Modern DRAM cells are periodically refreshed to prevent data loss due to leakage. Commodity DDR (double data rate) DRAM refreshes cells at the rank level. This degrades performance significantly because it prevents an entire DRAM rank from serving memory requests while being refreshed. DRAM designed for mobile platforms, LPDDR (low power DDR) DRAM, supports an enhanced mode, called per-bank refresh, that refreshes cells at the bank level. This enables a bank to be accessed while another in the same rank is being refreshed, alleviating part of the negative performance impact of refreshes. Unfortunately, there are two shortcomings of per-bank refresh employed in today's systems. First, we observe that the perbank refresh scheduling scheme does not exploit the full potential of overlapping refreshes with accesses across banks because it restricts the banks to be refreshed in a sequential round-robin order. Second, accesses to a bank that is being refreshed have to wait. To mitigate the negative performance impact of DRAM refresh, we propose two complementary mechanisms, DARP (Dynamic Access Refresh Parallelization) and SARP (Subarray Access Refresh Parallelization).
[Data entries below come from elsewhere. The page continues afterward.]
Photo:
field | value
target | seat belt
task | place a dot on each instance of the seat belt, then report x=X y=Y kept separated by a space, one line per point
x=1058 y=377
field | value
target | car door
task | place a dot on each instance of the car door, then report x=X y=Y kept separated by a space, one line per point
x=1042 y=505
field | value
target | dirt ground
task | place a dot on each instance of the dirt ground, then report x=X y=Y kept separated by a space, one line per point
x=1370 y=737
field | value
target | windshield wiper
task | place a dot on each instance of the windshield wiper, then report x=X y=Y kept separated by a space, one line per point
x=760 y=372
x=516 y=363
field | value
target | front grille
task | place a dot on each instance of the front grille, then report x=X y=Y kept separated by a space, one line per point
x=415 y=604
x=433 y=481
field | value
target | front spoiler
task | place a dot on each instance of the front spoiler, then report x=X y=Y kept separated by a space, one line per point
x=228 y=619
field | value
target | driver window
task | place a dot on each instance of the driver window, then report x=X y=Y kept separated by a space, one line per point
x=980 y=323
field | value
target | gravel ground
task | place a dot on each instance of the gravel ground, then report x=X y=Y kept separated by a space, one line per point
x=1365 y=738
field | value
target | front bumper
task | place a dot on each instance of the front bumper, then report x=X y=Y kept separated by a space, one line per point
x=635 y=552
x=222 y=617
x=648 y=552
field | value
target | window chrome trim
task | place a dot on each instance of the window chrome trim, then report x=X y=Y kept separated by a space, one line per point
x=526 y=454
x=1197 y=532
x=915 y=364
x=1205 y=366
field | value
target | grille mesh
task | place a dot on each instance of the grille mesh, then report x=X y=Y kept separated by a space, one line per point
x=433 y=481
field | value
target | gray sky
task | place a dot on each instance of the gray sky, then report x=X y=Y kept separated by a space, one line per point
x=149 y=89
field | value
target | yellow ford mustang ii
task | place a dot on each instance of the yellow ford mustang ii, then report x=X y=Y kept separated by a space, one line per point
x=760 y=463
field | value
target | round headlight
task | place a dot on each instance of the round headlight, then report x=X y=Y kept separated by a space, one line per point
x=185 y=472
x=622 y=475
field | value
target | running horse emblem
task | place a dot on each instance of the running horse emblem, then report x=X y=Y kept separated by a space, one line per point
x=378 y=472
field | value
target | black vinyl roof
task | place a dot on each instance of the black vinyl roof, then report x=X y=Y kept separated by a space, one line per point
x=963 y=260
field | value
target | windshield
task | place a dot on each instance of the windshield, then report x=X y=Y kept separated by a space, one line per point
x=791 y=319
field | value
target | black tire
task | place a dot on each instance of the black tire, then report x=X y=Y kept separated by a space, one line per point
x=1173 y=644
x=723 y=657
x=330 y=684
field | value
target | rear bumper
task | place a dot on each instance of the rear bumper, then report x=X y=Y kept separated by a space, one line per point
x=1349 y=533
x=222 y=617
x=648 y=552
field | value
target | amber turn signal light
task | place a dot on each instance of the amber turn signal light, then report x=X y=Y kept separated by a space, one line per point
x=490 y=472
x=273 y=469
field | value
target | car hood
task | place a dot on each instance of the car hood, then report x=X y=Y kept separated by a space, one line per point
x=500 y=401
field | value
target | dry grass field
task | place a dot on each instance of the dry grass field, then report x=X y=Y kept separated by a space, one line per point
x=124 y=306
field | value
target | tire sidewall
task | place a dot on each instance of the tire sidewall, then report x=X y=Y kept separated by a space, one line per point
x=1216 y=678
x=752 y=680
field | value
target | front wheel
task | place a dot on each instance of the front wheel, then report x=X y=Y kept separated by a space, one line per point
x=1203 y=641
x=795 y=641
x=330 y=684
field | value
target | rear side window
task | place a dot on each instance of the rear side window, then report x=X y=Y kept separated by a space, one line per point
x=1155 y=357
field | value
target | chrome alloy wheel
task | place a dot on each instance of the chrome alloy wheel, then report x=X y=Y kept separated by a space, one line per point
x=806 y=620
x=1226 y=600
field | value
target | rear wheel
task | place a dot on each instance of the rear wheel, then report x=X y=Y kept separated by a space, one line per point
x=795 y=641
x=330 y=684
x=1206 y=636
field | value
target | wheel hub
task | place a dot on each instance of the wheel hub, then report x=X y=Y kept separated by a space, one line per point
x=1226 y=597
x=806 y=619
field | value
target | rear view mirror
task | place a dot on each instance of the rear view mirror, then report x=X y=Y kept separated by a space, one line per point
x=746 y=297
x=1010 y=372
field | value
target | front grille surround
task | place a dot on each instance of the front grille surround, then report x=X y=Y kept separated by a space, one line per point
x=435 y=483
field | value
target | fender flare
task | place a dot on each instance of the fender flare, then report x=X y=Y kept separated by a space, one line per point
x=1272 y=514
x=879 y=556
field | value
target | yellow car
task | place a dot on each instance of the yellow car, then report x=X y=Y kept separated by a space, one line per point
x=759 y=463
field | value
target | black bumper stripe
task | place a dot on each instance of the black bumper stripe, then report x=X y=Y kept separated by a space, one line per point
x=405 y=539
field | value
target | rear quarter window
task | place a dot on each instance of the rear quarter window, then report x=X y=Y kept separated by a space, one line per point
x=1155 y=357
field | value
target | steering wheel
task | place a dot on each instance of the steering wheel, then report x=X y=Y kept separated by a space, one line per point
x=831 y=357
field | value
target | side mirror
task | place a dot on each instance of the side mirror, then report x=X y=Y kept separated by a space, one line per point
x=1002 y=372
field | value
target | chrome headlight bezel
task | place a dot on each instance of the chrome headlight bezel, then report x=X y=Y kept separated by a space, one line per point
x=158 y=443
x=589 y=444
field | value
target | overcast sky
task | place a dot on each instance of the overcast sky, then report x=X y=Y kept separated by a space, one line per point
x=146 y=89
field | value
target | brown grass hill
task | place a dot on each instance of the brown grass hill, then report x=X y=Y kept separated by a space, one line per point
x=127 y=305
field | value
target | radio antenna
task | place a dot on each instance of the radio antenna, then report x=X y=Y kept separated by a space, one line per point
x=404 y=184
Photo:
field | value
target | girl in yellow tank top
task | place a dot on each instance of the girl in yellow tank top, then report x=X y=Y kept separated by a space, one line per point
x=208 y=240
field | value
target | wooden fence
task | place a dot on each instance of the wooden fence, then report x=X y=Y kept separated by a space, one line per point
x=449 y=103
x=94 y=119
The goal is to address the drawbacks of per-bank refresh by building more efficient techniques to parallelize refreshes and accesses within DRAM. First, instead of issuing per-bank refreshes in a round-robin order, as it is done today, DARP issues per-bank refreshes to idle banks in an out-of-order manner. Furthermore, DARP proactively schedules refreshes during intervals when a batch of writes are draining to DRAM. Second, SARP exploits the existence of mostly-independent subarrays within a bank. With minor modifications to DRAM organization, it allows a bank to serve memory accesses to an idle subarray while another subarray is being refreshed. Extensive evaluations on a wide variety of workloads and systems show that our mechanisms improve system performance (and energy efficiency) compared to three state-of-the-art refresh policies and the performance benefit increases as DRAM density increases.
查看原文
分享 分享
微信好友 朋友圈 QQ好友 复制链接
本刊更多论文
通过并行刷新和访问来提高DRAM性能
现代DRAM单元定期刷新,以防止因泄漏而丢失数据。商品DDR(双倍数据速率)DRAM在等级级别刷新单元。这会显著降低性能,因为它会阻止整个DRAM队列在刷新时处理内存请求。专为移动平台设计的LPDDR(低功耗DDR) DRAM支持一种增强模式,称为每银行刷新,在银行级别刷新单元。这使得可以在刷新同一级别的另一个银行时访问一个银行,从而减轻了刷新对性能的部分负面影响。不幸的是,在当今的系统中,每个银行的刷新有两个缺点。首先,我们观察到,perbank刷新调度方案没有充分利用跨银行访问重叠刷新的潜力,因为它限制了银行以连续的循环顺序进行刷新。其次,访问正在刷新的银行需要等待。为了减轻DRAM刷新对性能的负面影响,我们提出了两种互补机制,DARP(动态访问刷新并行化)和SARP(子阵列访问刷新并行化)。我们的目标是通过构建更有效的技术来并行处理DRAM中的刷新和访问,从而解决每个银行刷新的缺点。首先,DARP不像现在那样以循环顺序发布每个银行的刷新,而是以无序的方式向空闲银行发布每个银行的刷新。此外,DARP在一批写操作消耗到DRAM时主动安排刷新。其次,SARP利用银行中存在的大多数独立子数组。通过对DRAM组织进行少量修改,它允许存储库在刷新另一个子数组时为空闲子数组提供内存访问。对各种工作负载和系统的广泛评估表明,与三种最先进的刷新策略相比,我们的机制提高了系统性能(和能源效率),并且性能优势随着DRAM密度的增加而增加。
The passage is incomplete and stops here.